In and Out, Talking and Listening #12 of 21

I wanted to share an experience I had that helped me understand the simultaneity of inside and outside or in and out or talking and listening.  Unfortunately I have to bring up a heavy topic which is the concentration camps of WWII.  I went to the concentration camps of Auschwitz/Birkenau in 1998 on a retreat with the Buddhist Peacemaker Order led by Bernie Glassman. It was a time of concentrated effort to bear witness to the brutality of genocide and to cultivate spiritual depth so that I might find a way to heal myself and others and prevent violence in the future.

I’d like to recount the short version of the story about feeling “in and out” as one.  In Zen understanding, I think we begin to see giving and receiving, talking and listening as one combusting action.  Not one and not two.

On the last day of the retreat, after going through quite a deep catharsis of pain, release, and crying on the previous days, I decided to skip the group’s schedule and, by myself, do slow walking meditation on the grounds of Birkenau all day long.  One step after the other with the inhale and the exhale of my breath as we do in formal Zen walking.  Finally, on this last day, after clearing out a lot of my personal suffering in reaction to this horror,  I felt somewhat stable enough mentally to wear my okesa, the Buddhist priest’s robe.  I wrapped my okesa on top of my parka, for it was very cold.  I was very concentrated by that time in the retreat, and I could do a very single-focused walking thoughout the day.  With my breath, I added doing Tonglen, which is a meditation practice of receiving the pain of life and experience on the in breath and sending out release, help, mercy, love, on the exhale.  This is a practice I often do and it seemed like I was meant to do it here on these grounds that had experienced the most horrific aspects of human violence.

The trees, grasses, tiles and pebbles, as Dogen often writes, spoke to me.  All the natural elements that withstood this history and were still standing could reveal to me the energy of that time.  I listened to the trees and the ground and stopped and read the museum signs that were located all around and told the story of what occurred in each place.  All morning long, I breathed in as much as I could of the suffering of life, the first noble truth, and on my exhale, I breathed out the third noble truth of deep wisdom into cessation and the deepest understanding of Love, that which has the capacity to heal.

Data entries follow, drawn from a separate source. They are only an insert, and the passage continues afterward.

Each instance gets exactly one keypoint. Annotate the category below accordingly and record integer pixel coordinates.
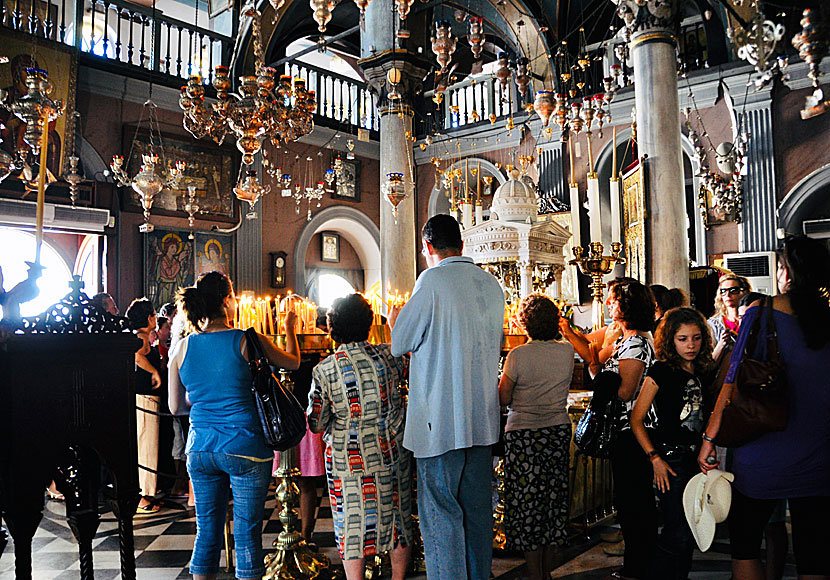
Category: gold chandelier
(265, 108)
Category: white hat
(706, 501)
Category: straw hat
(706, 501)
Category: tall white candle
(593, 201)
(467, 214)
(614, 188)
(577, 236)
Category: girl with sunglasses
(726, 321)
(674, 385)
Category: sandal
(150, 509)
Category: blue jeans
(212, 474)
(456, 514)
(672, 557)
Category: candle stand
(595, 265)
(293, 559)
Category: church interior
(300, 150)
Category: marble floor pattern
(164, 542)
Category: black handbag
(280, 414)
(760, 399)
(598, 427)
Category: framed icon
(278, 268)
(347, 184)
(329, 247)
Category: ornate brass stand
(595, 265)
(293, 559)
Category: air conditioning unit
(22, 213)
(816, 228)
(757, 267)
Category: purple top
(794, 462)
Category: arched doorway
(809, 199)
(15, 246)
(353, 226)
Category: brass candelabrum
(293, 559)
(596, 265)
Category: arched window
(17, 246)
(330, 287)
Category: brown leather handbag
(760, 399)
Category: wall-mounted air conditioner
(757, 267)
(816, 228)
(15, 212)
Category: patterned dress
(354, 395)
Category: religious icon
(214, 253)
(347, 185)
(330, 243)
(169, 265)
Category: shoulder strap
(254, 344)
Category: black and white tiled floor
(164, 543)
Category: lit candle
(593, 200)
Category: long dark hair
(808, 264)
(204, 301)
(664, 338)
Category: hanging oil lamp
(476, 36)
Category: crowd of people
(676, 372)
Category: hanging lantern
(523, 74)
(73, 177)
(476, 36)
(544, 105)
(503, 70)
(321, 11)
(443, 44)
(403, 8)
(249, 189)
(394, 190)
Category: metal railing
(474, 99)
(339, 98)
(120, 32)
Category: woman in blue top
(794, 463)
(225, 445)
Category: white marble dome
(514, 201)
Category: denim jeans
(675, 545)
(212, 474)
(456, 514)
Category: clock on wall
(278, 263)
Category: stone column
(398, 238)
(651, 25)
(384, 58)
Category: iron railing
(341, 99)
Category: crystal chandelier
(280, 111)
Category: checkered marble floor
(164, 542)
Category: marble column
(384, 58)
(651, 25)
(397, 234)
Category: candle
(593, 200)
(575, 214)
(615, 209)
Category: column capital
(650, 20)
(411, 70)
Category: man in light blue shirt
(452, 325)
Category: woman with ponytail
(793, 464)
(208, 373)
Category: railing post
(156, 44)
(79, 22)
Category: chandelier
(281, 110)
(36, 110)
(155, 172)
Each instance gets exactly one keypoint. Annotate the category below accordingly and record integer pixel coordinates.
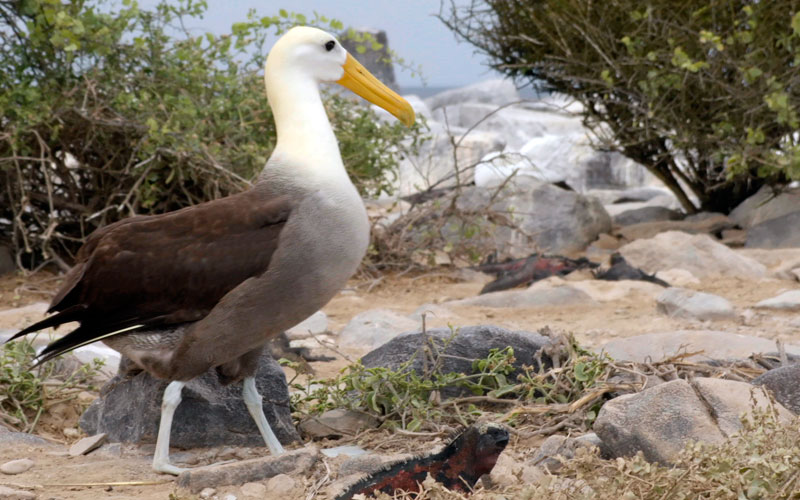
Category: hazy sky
(413, 31)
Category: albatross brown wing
(165, 269)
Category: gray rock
(87, 445)
(662, 420)
(765, 205)
(715, 224)
(462, 347)
(378, 62)
(698, 254)
(496, 91)
(295, 462)
(210, 414)
(375, 327)
(783, 384)
(646, 214)
(543, 216)
(17, 466)
(7, 493)
(532, 297)
(338, 422)
(779, 232)
(787, 301)
(7, 264)
(689, 304)
(713, 344)
(556, 449)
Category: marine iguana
(458, 466)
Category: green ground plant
(110, 110)
(25, 395)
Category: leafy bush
(704, 94)
(109, 114)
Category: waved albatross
(207, 286)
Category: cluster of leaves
(405, 398)
(25, 394)
(108, 111)
(703, 94)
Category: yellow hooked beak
(363, 83)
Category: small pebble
(280, 484)
(16, 466)
(12, 494)
(208, 493)
(254, 490)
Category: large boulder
(690, 304)
(496, 91)
(210, 414)
(537, 216)
(460, 348)
(766, 204)
(700, 254)
(377, 61)
(662, 420)
(710, 344)
(778, 232)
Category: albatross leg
(253, 401)
(171, 400)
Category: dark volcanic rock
(780, 232)
(210, 414)
(646, 214)
(461, 348)
(783, 384)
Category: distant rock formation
(376, 61)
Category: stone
(678, 277)
(698, 254)
(7, 264)
(316, 324)
(556, 449)
(210, 414)
(338, 422)
(462, 346)
(646, 214)
(295, 462)
(496, 91)
(787, 301)
(7, 493)
(280, 484)
(780, 232)
(766, 204)
(643, 230)
(728, 400)
(539, 215)
(662, 420)
(690, 304)
(17, 466)
(87, 445)
(375, 327)
(376, 60)
(782, 382)
(256, 490)
(564, 295)
(717, 345)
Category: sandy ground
(627, 316)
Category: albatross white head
(298, 62)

The only place that I was utterly stopped in my tracks was at the crematoriums which were now only the outlines of the buildings on the ground where the walls had once stood.  The amount of pain in these areas, I could not take in.  But I decided to put one toe over the line of demarcation of inside and outside the crematorium.  I breathed in the pain of the area below my one toe.  I stayed perhaps for an hour with this one toe.

In the afternoon I had a transformation.  My tonglen changed.  All of a sudden I couldn’t determine if I was breathing in or out.  Was I being healed or was I sending healing?  In this shift of perspective, I realized that both were happening, that they were blended and I just felt love going in and out.  I was being healed and my openess and radiance was also healing.  The angels and invisible beings that were present at this place of horror were healing me and I was communing with them.  In and out, talking and listening, healing and being healed became one large dynamic.  In this most unexpected place, I experienced oneness of myself and the environment.  My intellectual intention and my meditation technique were superseded by felt experience and the dynamic function of wholeness.

Dogen writes:

That is, at the very moment of talking, there is no ‘simultaneous hearing’ at all.  The actualization of ‘simultaneous hearing’ should be the moment of ‘not-talking’.  It is not that we, putting aside the moment of ‘not talking’, and unfortunately miss the moment of not-talking, and then we vainly wait for ‘not-talking.’ It is not that at the time of ‘simultaneous hearing’ we consider talking as an observer, because talking is indeed an observer.  It is not that at the time of ‘simultaneous hearing,’ ‘talking’ departs and steps aside; it is not that at the time of ‘talking’, ‘simultaneous hearing’ intimately stores itself within the eye of ‘talking’ and booms out like a clap of thunder.

‘Simultaneous hearing’ intimately stores itself within the eye of ‘talking’ and booms out like a clap of thunder.  I store myself, hide myself, in the environment and the environment stores itself in me and the dynamic of life booms out like a clap of thunder.